L’espace de Bruce à Mbour est référencé dans le paysage culturel depuis vingt-ans du fait de la téranga dont il fait montre pour mettre à l’aise ses visiteurs de passage. En plus, une autre particularité de ce lieu réside dans la sobriété avec laquelle les aménagements sont réalisés pour assurer le minimum de confort et la plénitude nécessaire quand on quitte le train train d’une capitale. Enfin, on est agréablement surpris en se réveillant le matin par le concert de coucous  auquel fait écho celui des pigeons voyageurs. Nous devinons également les bêlements des moutons et nous sommes agacés par les aboiements des chiens qui perturbent un peu la douce sensation de tranquillité matinale.
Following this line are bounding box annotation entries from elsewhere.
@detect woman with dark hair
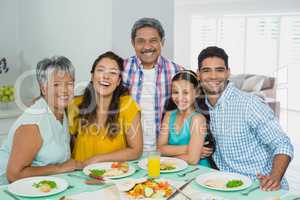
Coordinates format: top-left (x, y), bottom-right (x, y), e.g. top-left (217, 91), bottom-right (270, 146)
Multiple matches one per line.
top-left (158, 70), bottom-right (215, 168)
top-left (68, 52), bottom-right (143, 164)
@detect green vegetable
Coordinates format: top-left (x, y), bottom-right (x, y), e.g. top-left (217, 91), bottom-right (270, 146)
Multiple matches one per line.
top-left (90, 169), bottom-right (105, 177)
top-left (160, 166), bottom-right (176, 170)
top-left (226, 180), bottom-right (244, 188)
top-left (32, 180), bottom-right (57, 189)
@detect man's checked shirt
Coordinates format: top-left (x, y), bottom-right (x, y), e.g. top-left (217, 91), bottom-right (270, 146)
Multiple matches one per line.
top-left (123, 56), bottom-right (181, 138)
top-left (206, 83), bottom-right (293, 188)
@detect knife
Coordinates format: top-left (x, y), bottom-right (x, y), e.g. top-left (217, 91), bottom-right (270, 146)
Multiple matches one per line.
top-left (167, 177), bottom-right (196, 200)
top-left (3, 190), bottom-right (20, 200)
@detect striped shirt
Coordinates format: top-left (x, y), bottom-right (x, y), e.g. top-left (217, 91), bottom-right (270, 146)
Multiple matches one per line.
top-left (206, 83), bottom-right (293, 189)
top-left (122, 56), bottom-right (181, 135)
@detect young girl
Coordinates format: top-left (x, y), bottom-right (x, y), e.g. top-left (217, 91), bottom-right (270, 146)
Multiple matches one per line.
top-left (158, 70), bottom-right (212, 167)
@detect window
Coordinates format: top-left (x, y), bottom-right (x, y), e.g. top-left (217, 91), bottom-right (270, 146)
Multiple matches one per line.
top-left (180, 13), bottom-right (300, 110)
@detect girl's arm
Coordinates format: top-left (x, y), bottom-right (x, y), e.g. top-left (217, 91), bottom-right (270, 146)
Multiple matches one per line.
top-left (176, 115), bottom-right (206, 165)
top-left (6, 125), bottom-right (82, 182)
top-left (84, 112), bottom-right (143, 165)
top-left (157, 112), bottom-right (188, 156)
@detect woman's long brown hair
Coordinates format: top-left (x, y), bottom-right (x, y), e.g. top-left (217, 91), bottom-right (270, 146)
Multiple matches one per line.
top-left (79, 51), bottom-right (129, 138)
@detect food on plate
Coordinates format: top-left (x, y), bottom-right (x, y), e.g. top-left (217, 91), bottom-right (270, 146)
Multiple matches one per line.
top-left (111, 162), bottom-right (129, 173)
top-left (204, 179), bottom-right (226, 189)
top-left (160, 162), bottom-right (176, 171)
top-left (90, 169), bottom-right (106, 178)
top-left (127, 179), bottom-right (173, 199)
top-left (32, 180), bottom-right (57, 192)
top-left (226, 179), bottom-right (244, 188)
top-left (90, 162), bottom-right (129, 179)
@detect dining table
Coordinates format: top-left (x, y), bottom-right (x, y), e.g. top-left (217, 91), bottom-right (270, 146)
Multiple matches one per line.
top-left (0, 160), bottom-right (292, 200)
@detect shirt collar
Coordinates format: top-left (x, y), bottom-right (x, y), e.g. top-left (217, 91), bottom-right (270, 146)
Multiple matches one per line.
top-left (205, 81), bottom-right (234, 109)
top-left (135, 56), bottom-right (163, 70)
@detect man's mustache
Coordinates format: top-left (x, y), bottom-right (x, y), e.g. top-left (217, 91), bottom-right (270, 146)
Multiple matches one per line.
top-left (142, 49), bottom-right (156, 53)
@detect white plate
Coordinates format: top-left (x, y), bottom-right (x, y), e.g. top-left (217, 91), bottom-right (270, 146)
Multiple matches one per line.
top-left (196, 172), bottom-right (252, 191)
top-left (7, 176), bottom-right (69, 197)
top-left (138, 157), bottom-right (188, 173)
top-left (83, 162), bottom-right (135, 179)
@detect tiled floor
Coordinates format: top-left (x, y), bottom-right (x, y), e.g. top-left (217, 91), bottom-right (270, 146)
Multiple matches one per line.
top-left (280, 110), bottom-right (300, 192)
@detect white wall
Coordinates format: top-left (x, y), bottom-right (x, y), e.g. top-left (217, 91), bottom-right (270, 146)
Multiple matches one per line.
top-left (18, 0), bottom-right (112, 95)
top-left (0, 0), bottom-right (19, 85)
top-left (112, 0), bottom-right (174, 59)
top-left (174, 0), bottom-right (300, 66)
top-left (0, 0), bottom-right (174, 99)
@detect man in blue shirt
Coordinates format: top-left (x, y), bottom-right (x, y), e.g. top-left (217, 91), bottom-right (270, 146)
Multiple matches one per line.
top-left (198, 47), bottom-right (293, 191)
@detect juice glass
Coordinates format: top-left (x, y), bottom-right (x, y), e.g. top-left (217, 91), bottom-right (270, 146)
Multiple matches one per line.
top-left (148, 151), bottom-right (160, 178)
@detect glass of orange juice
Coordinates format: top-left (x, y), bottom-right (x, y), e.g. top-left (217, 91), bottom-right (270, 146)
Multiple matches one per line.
top-left (148, 151), bottom-right (160, 178)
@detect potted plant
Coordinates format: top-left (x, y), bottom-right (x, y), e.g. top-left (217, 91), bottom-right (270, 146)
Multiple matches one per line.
top-left (0, 58), bottom-right (15, 108)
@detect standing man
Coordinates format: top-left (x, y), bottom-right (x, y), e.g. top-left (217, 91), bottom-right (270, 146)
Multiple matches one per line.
top-left (123, 18), bottom-right (180, 151)
top-left (198, 47), bottom-right (293, 191)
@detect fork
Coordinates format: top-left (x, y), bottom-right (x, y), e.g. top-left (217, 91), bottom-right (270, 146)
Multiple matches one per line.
top-left (177, 168), bottom-right (199, 177)
top-left (241, 185), bottom-right (259, 196)
top-left (3, 190), bottom-right (20, 200)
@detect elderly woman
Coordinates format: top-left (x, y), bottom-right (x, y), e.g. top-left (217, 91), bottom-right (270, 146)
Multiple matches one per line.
top-left (68, 52), bottom-right (143, 164)
top-left (0, 56), bottom-right (82, 184)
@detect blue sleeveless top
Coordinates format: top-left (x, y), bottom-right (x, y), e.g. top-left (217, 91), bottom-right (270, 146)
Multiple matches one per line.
top-left (168, 110), bottom-right (211, 168)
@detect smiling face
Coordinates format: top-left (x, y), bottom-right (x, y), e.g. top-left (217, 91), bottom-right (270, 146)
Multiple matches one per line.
top-left (41, 71), bottom-right (74, 112)
top-left (172, 80), bottom-right (197, 111)
top-left (132, 27), bottom-right (163, 68)
top-left (198, 57), bottom-right (230, 96)
top-left (92, 58), bottom-right (121, 97)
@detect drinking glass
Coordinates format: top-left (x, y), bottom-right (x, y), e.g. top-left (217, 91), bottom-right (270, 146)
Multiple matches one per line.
top-left (148, 151), bottom-right (160, 178)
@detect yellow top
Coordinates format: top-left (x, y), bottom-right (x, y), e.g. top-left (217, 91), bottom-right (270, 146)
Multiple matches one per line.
top-left (68, 96), bottom-right (140, 161)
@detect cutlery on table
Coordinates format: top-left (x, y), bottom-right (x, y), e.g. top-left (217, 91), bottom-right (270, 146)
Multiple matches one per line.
top-left (167, 177), bottom-right (196, 200)
top-left (3, 190), bottom-right (20, 200)
top-left (177, 168), bottom-right (199, 177)
top-left (241, 185), bottom-right (259, 196)
top-left (68, 174), bottom-right (106, 185)
top-left (67, 174), bottom-right (88, 180)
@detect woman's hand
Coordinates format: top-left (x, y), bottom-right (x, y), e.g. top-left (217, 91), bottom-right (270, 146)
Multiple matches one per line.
top-left (59, 159), bottom-right (84, 173)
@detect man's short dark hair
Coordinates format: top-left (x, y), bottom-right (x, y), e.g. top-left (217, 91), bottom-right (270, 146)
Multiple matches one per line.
top-left (131, 17), bottom-right (165, 41)
top-left (198, 46), bottom-right (228, 69)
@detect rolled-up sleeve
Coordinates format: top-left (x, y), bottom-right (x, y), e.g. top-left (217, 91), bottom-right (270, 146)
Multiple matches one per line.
top-left (249, 97), bottom-right (294, 160)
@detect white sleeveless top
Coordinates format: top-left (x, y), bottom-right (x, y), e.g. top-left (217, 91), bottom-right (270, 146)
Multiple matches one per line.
top-left (0, 98), bottom-right (71, 184)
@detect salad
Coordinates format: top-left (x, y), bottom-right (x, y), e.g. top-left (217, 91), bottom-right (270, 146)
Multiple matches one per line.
top-left (90, 162), bottom-right (129, 178)
top-left (127, 179), bottom-right (173, 199)
top-left (32, 180), bottom-right (57, 192)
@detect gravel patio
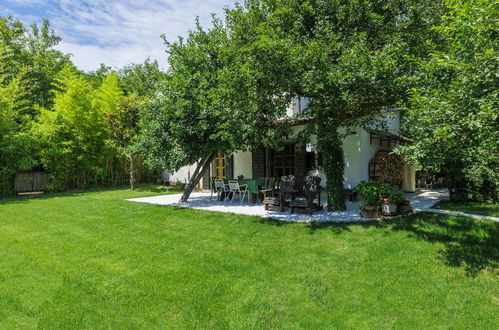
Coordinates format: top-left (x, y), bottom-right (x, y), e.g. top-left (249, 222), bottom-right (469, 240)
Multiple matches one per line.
top-left (127, 189), bottom-right (448, 222)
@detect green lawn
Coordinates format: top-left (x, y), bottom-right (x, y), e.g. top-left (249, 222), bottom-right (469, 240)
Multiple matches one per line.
top-left (0, 188), bottom-right (499, 329)
top-left (433, 201), bottom-right (499, 217)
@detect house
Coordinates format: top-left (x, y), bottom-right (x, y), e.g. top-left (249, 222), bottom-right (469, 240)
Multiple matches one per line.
top-left (165, 97), bottom-right (416, 192)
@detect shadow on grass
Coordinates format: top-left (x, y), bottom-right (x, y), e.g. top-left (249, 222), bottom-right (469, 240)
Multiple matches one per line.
top-left (0, 184), bottom-right (172, 205)
top-left (259, 212), bottom-right (499, 276)
top-left (392, 213), bottom-right (499, 276)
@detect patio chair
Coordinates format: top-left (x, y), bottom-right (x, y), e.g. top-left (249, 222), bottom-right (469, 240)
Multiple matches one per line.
top-left (225, 180), bottom-right (249, 204)
top-left (210, 177), bottom-right (229, 201)
top-left (289, 176), bottom-right (322, 215)
top-left (260, 178), bottom-right (279, 200)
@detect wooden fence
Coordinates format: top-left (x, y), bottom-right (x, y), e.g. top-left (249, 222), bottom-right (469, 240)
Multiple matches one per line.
top-left (14, 172), bottom-right (49, 193)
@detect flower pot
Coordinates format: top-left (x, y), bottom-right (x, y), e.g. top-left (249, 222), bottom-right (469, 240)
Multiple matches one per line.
top-left (360, 206), bottom-right (380, 218)
top-left (398, 201), bottom-right (412, 214)
top-left (381, 203), bottom-right (398, 215)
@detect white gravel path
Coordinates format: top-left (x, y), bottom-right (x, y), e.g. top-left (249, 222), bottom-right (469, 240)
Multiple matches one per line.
top-left (127, 190), bottom-right (448, 222)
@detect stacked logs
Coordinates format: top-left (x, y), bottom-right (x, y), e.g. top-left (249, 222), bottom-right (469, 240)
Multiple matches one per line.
top-left (369, 150), bottom-right (404, 187)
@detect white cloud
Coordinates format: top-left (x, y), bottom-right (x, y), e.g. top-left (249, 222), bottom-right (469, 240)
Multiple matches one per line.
top-left (4, 0), bottom-right (235, 70)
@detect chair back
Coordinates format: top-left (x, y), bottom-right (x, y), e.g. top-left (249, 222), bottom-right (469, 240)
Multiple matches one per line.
top-left (265, 178), bottom-right (275, 189)
top-left (229, 180), bottom-right (239, 190)
top-left (303, 176), bottom-right (322, 198)
top-left (280, 175), bottom-right (296, 193)
top-left (215, 179), bottom-right (225, 189)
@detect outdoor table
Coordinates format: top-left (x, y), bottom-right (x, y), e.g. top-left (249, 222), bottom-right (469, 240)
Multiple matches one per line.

       Nous nous retrouvons à jouir d’un air frais qui sent l’odeur de la terre humide qu’on vient d’arroser. C’est ensuite une vraie grâce lorsque nos narines se décongestionnent par le fait de respirer un air parfumé d’embrun marin, non pollué par les gaz et autres carburants nuisibles. Tout ceci participe à l’exotisme de la résidence Trypano au point d’en faire un détour incontournable pour ses amis d’ici et d’ailleurs, de même que ses parents. C’est pourquoi ils n’ont pas manqué, dans leur quête de ressourcement, de multiplier les occasions de s’y rendre au fil des ans.

C’est dans ce lieu, empreint des différents passages des divers acteurs et actrices des mondes de l’art que nous avons rencontré un Bruce poreux à l’éthique environnementale. Il vit en osmose avec la nature et intègre dans sa démarche créative et dans sa vie le souci de conservation de la biodiversité. Dans sa famille, on trouvera des composants naturels, vivants et non vivants, des espèces animales telles que des oiseaux rares (perruche, moineau, colombe diamant…), des moutons de race de même que des lapins qu’il collectionne sans oublier les crabes. Bruce est un colombophile qui n’hésite pas à baguer ses oiseaux à grands frais parce qu’il commande le matériel en France. Souvent il remporte des prix en faisant participer les pigeons voyageurs à des concours.

Nous découvrons également des espèces végétales dont des calebassiers et le flamboyant, une pépinière de cocoteraie ingénieusement entretenue par la maîtresse de céans. A son tour, Lolo valorise des ustensiles de cuisine, des bouteilles en plastique, des seaux et des bassines usés pour en faire des gaines remplis de terre où pousse du végétal. Elle veille également à la récupération et au stockage des rejets animaliers. Elle les utilise ensuite pour fertiliser naturellement les sols sans avoir recours aux engrais chimiques.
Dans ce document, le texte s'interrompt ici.